All of this can result in missed work and lower school attendance, she said, hurting local economies.
Is it here to stay?
The warm climate of the region offers potential for Chikungunya levels to be maintained for years to come, just like Dengue fever. But areas of most concern are the tropics.
“The areas which have year-round favorable climate for the mosquito are at the greatest risk,” says Dr. Laith Yakob of the London School of Hygiene and Tropical Medicine, which is monitoring the spread of the outbreak.
While the climate and mosquitos have long been present, Ramon-Pardo said, “we don’t know why this is happening now.” She said globalization is likely to blame, with increased population movement from one country to another. This offers more opportunities for local mosquitos to bite infected humans.
The CDC’s Staples said she is temporarily at ease regarding numbers in the U.S. “We’re moving into fall and winter periods, which should see activity decrease,” she said. Cold temperatures reduce mosquito survival rates.
The rapid spread of Chikungunya this year also could help minimize future infections. “Chikungunya will go through a region quite rapidly and create a level of population immunity which helps mitigate large outbreaks of the disease,” Staples said. Unlike Dengue, infection with Chikungunya results in lifelong immunity.
Like many other infections, Chikungunya could, however, remain in the background through animals capable of carrying the virus in their bloodstream and acting as so-called reservoirs of the disease.
“In Asia and Africa there is a transmission cycle in small mammals and monkeys,” Ramon-Pardo said, meaning these animals keep the virus present within the population. “In the Americas … we don’t know yet.”
Those words – “we don’t know” – resonate throughout the community of scientists and government officials trying to control the outbreak.
The future risk of spread, levels of future immunity, risk from animal reservoirs, why this is only happening now, and the total economic impact are all unknown.

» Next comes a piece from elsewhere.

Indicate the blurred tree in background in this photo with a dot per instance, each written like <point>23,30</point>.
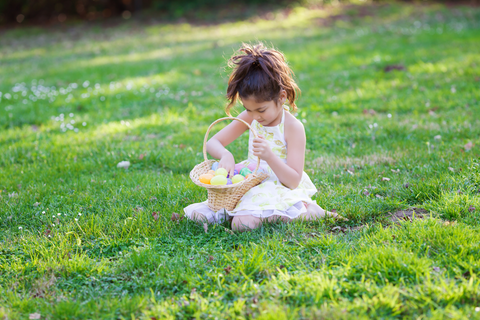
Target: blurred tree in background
<point>52,11</point>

“Mathematical models are under construction by numerous research groups around the world to improve confidence over projections of future spread,” said Yakob, whose team is modeling the disease. As they work, control efforts continue.
Getting it under control
When it comes to controlling Chikungunya, there are two main strategies – reduce the likelihood of bites and remove the ever-biting mosquito. Prevention is the priority.
Unlike the mosquitoes behind malaria, which bite at night, the species behind Chikungunya bite any time, day or night. Those living in affected areas are asked to use repellent, sleep under bed nets and wear long clothing to avoid getting bitten. The air conditioned and indoor environments of people living in the U.S. mean numbers are likely to stay low there.
But mosquito control is at the heart of it all. Mass spraying of insecticides and removal of any sources of shallow water in which mosquitoes can breed are taking place across the continents.
According to the CDC’s Staples, Florida has been highly aggressive with its approach to control. “We’re only at 11 (cases) due to such proactive measures,” Staples said. For now, prevention is all they have as officials wait and see how the outbreak pans out.
“There is no vaccine currently and no good antivirals, so we are trying to control the spread of the disease,” Staples said. “There are a lot of questions and only time will tell what we’ll see for Chikungunya in the future.”